Archdeacon Michael: Visiting the horrors of Auschwitz
It was the bitter bleak and devastating coldness of the place that overwhelmed me. I wanted to curl up in a ball, but I knew that with temperatures of -14C that would indeed be lethal.
It was not just the physical coldness, which I was protected from with winter coats and the like. Auschwitz would set a chill down my body in the middle of summer.
It is over two years since I was there, that I came face-to-face with the horrors of that place. My grandmother was a Jew, and while we never met, her influence on me and my identity is huge.
I was fully aware that if history had turned in a different direction, she and my father could have been loaded into the cattle trucks and sent to this factory of death. The statistics are too great to fully comprehend.
The systematic killing of 6m people for their faith along with others for ‘not fitting in’ either because of their background, views or identities is both hard to take onboard and also essential to remember.
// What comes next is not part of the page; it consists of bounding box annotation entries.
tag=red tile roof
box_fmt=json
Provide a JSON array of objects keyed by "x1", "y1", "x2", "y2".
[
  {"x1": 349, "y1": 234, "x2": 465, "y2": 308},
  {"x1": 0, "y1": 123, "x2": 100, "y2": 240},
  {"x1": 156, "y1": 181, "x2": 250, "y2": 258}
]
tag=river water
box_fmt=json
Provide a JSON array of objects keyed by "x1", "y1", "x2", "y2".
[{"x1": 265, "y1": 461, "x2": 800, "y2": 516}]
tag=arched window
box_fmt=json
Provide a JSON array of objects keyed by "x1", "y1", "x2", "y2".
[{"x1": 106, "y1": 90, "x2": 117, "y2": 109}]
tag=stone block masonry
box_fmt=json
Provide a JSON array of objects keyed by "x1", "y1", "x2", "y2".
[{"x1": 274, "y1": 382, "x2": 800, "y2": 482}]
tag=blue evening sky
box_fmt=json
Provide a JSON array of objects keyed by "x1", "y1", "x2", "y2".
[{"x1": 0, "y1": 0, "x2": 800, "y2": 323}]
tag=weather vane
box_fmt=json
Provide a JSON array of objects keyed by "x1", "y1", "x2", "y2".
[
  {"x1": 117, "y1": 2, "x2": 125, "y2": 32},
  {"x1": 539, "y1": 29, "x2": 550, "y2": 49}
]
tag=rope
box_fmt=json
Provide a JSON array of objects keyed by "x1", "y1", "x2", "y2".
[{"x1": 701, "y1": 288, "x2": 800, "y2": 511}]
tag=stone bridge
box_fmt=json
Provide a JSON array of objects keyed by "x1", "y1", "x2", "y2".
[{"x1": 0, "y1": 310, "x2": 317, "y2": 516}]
When my daughter visited, for her it was the stolen spectacles piled up that gave to her the vision of the horrors of the place, for others it is the hair, destined to be woven into fabric, others the shoes. For me it was the silence and the cold.
This weekend sees the commemoration World Holocaust Day. It is 74 years since Aushwitz was liberated and its full horrors revealed to the world. Yet for many they live with it everyday. Antisemitism is still a sad reality. The world has seen many further massacres and acts of genocide.
We commemorate those who suffer and die in such actions and we remember that within our human nature there is the ability to commit such dreadful acts.
For many, places like Auschwitz destroy their faith in humanity and in God. The silence and senselessness of it all is too much. Even hope is extinguished.
While for others, they remember Daniel and the young men being joined by an angel in the furnace, and this gave comfort that God was there alongside those killed in the gas chambers.
Similarly for Christians, recalling the Christians killed there, they remember Jesus, who was of course Jewish, also being unjustly killed by an oppressive regime, again the assurance of God being with us not just in life but also death.
For me, it is not a place or a time to try to explain, but one to honour, remember and pledge to strive to ensure it is never repeated.